With heightened tensions since 2020 brought in part by the pandemic, in part by a renewed Cold War between the US-led West on one side, and China and its allies on the other, Taiwan has seen its originally ambiguous status in the global arena change dramatically, and its people have also experienced a seismic shift in self-identity and their conception of borders and boundaries.

 

At this crucial moment in time, it seems especially valuable for us to review how directors in 2000 sought to explore their world from their island vantage point. In particular, the untamed atmosphere, recurrent diversions into self-reflection, and unwearying narration serve to manifest the declaration in another group email at the launch of the project:

We aim to make a series of documentaries about islands

12 islands with 12 authors, each cast away onto an unfamiliar island

Each conversing with the earth, and listening to the dialogue between sea and land

To produce a 15 to 20 minute documentary one year later

No objective journalistic reporting is allowed, and in a departure from mainstream aesthetics

We want you to think, feel, participate, engage, and fight for life with the island and the ocean, with all that is unpretentious in life…
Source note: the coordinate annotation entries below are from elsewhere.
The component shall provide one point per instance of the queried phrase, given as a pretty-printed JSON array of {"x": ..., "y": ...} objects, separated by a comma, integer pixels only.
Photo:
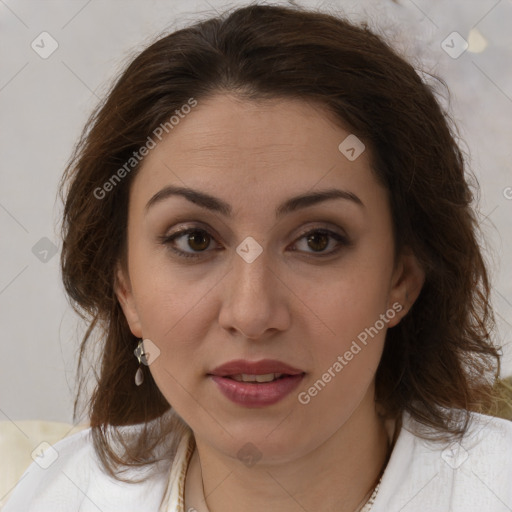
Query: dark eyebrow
[{"x": 218, "y": 205}]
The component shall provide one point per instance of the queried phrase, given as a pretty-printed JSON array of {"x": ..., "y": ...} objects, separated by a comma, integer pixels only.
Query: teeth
[{"x": 268, "y": 377}]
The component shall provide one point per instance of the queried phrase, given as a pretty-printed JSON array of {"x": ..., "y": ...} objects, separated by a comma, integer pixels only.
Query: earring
[{"x": 139, "y": 354}]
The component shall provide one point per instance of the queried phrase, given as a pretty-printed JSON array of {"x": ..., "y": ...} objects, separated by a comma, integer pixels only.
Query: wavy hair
[{"x": 439, "y": 362}]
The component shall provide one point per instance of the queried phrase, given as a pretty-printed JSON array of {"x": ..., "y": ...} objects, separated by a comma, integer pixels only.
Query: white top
[{"x": 421, "y": 476}]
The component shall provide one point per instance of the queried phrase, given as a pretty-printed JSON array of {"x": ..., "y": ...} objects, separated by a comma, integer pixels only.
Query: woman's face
[{"x": 313, "y": 284}]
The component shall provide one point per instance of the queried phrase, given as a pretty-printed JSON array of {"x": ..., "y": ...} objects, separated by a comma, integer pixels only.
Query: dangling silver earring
[{"x": 139, "y": 354}]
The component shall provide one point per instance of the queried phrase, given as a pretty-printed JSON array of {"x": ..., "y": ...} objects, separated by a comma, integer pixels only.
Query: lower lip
[{"x": 249, "y": 394}]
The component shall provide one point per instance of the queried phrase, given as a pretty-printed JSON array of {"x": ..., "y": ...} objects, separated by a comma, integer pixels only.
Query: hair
[{"x": 439, "y": 362}]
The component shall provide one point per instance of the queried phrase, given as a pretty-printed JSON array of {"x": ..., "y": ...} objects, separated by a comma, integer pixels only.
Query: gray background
[{"x": 45, "y": 102}]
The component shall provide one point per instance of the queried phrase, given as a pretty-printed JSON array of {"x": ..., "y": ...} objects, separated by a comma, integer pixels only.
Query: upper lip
[{"x": 263, "y": 367}]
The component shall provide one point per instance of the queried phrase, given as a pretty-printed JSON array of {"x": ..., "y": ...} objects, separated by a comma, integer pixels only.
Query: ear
[
  {"x": 407, "y": 282},
  {"x": 123, "y": 291}
]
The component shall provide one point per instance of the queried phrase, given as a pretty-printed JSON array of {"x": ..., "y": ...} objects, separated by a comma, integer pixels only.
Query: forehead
[{"x": 229, "y": 144}]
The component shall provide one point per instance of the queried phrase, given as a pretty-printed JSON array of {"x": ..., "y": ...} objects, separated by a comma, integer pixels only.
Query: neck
[{"x": 339, "y": 474}]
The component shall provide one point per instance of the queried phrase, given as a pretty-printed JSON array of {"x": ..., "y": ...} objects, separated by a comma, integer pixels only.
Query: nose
[{"x": 256, "y": 300}]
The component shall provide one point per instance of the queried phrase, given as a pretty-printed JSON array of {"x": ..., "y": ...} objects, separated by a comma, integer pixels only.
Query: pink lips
[{"x": 251, "y": 394}]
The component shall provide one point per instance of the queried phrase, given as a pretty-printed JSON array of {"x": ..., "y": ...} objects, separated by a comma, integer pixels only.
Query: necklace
[{"x": 369, "y": 504}]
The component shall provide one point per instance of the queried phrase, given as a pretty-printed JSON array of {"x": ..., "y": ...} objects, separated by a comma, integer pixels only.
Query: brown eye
[
  {"x": 318, "y": 241},
  {"x": 198, "y": 240},
  {"x": 188, "y": 243}
]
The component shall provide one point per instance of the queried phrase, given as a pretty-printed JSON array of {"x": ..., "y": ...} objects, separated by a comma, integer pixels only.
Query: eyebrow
[{"x": 218, "y": 205}]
12 unique, abstract, personal, and unflinchingly real documentary shorts

 

My gratitude goes to the Floating Islands team for their unpretentious, heartfelt efforts to live life with the islands. They are momentous, shining beacons that guide us through the dark seas, as we strive to ‘become citizens of the island(s)’.

 

 

Notes:
[Side Note] One of Taiwan’s most storied live house venues in the late 1990s and 2000s, which hosted a wide range of underground rock bands before its eventual closure in mid-2013.

  1. Isaac Li et al., Floating Islands, Taipei: Tang Shan, 2001.
  2. A Dictionary of Maqiao is a novel in dictionary form by Chinese author Han Shaogong. The novel consists of 115 articles depicting life in Miluo County, Hunan Province, from the perspective of a young student sent there by the Down to the Countryside Movement, in part realistic depictions of agricultural life, in part fictional accounts created by the author (e.g. ‘streetsickness’).
  3.  We Were SMART tells the stories of China’s Sha-ma-te (referred to as SMART) subculture. Based on in-depth interviews with migrant workers born in the 1990s and 2000s, this documentary film focuses on their hometowns, educational backgrounds, destination cities, factory lives and spiritual world.

 

HO Hsin-chieh

Hsin-chieh was born in 1985 in Penghu, and currently heads the Offshore Islands Publishing, where she also serves as editor-in-chief. She is a co-author of Waters Divided, and helped produce the documentary Frontline Residents: An Island Story.